Cloak and dagger infidelity, flagrantly adulterous misdemeanours and scant regard for the outcome make Lady Macbeth a beguiling experience. Martin Carr takes a closer look…
Windswept scrubland, flesh pressing flesh and austere isolation combine to convey the buttoned down oppression of this caustic costume drama. Pregnant pauses and animalistic coupling serve as literal release in a film verging on art house whilst keeping one eye on the mainstream. Feeling more like a sequence of events witnessed from a distance, Lady Macbeth is at once supremely voyeuristic, intimately complicit yet intentionally aloof.
Central to this is Florence Pugh’s coldly calculating Venus flytrap of a temptress, who morphs from dutiful young lady to venomous female vengeance radiantly dangerous in repose. Cosmo Jarvis’s Sebastian and Naomi Ackie’s Anna are no match for this masterful manipulator, both drawn in by sympathy and lust then disillusioned and lured beyond help. First time film director William Oldroyd draws on his theatrical experience to exploit a single location with guile, making their environment both simultaneously light yet cloying and self-destructive.
Creaking floorboards, stilted conversations and a mounting sense of powder keg tensions come out through female objectification, dinner table diatribes and moments of savage retribution. Writer Alice Birch has adapted Nikolai Leskov’s story to create both a feminist icon and serial killer period piece concealed beneath nineteenth century concerns. Traded with an undisclosed amount of land, Katherine is treated no better than property and one notch lower than livestock. Her duty as wife to a disinterested husband and figurehead to a household turns repression to fear, fear to infuriation and infuriation into coldly calculating rage.

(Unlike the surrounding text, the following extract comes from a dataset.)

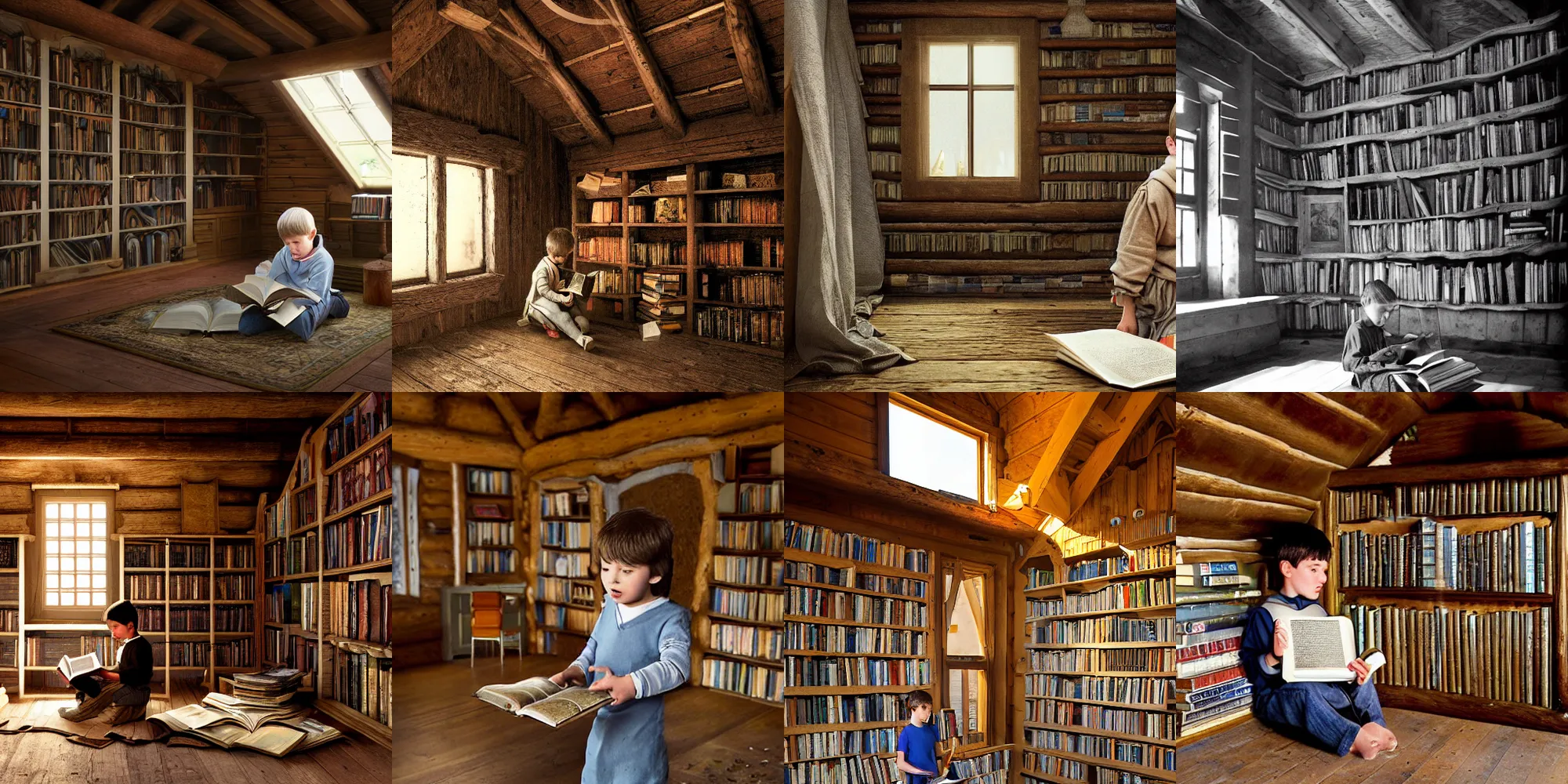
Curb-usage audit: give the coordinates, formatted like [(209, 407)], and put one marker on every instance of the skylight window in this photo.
[(350, 123)]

She takes the humiliation of a man whom she neither knows nor loves and begins clawing back what has been taken. Cloak and dagger infidelity, flagrantly adulterous misdemeanours and scant regard for the outcome make this a beguiling experience. It may be isolated country houses, heaving bodices and stolen glances but this is no Merchant Ivory pastiche. Murderous intent runs rampant beneath the alluring façade of eloquent silence Katherine cultivates. Blunt and unflinching, self-serving and solicitous, those who choose to cross her are buried deep or cast aside. More contemporary in retrospect, Lady Macbeth might be clad in period trappings but the beating heart of gender politics and class concerns bleed through the fabric.
Oldroyd, Pugh, Jarvis and Ackie collaborated during an extensive rehearsal period in order that these characters grow organically off the page. Fairbanks and Hilton were also privy to this process and from it developed an intimacy and trust which comes through in the riveting set up, delivery and denouement. Stark imagery, silent moments of manipulative savagery and shattering remorse turn Lady Macbeth into a chilling experience. Never has a film of mood, manners and polite congeniality been quite so eviscerating or flagrantly self-satisfied in the final moments.
Written by Martin Carr
Directed by: William Oldroyd
Written by: Alice Birch
Starring: Florence Pugh, Cosmo Jarvis, Paul Hilton
Released: 2016 / Genre: Drama
Country: UK / IMDB
Lady Macbeth was released on August 21 on DVD, Blu-ray and On Demand.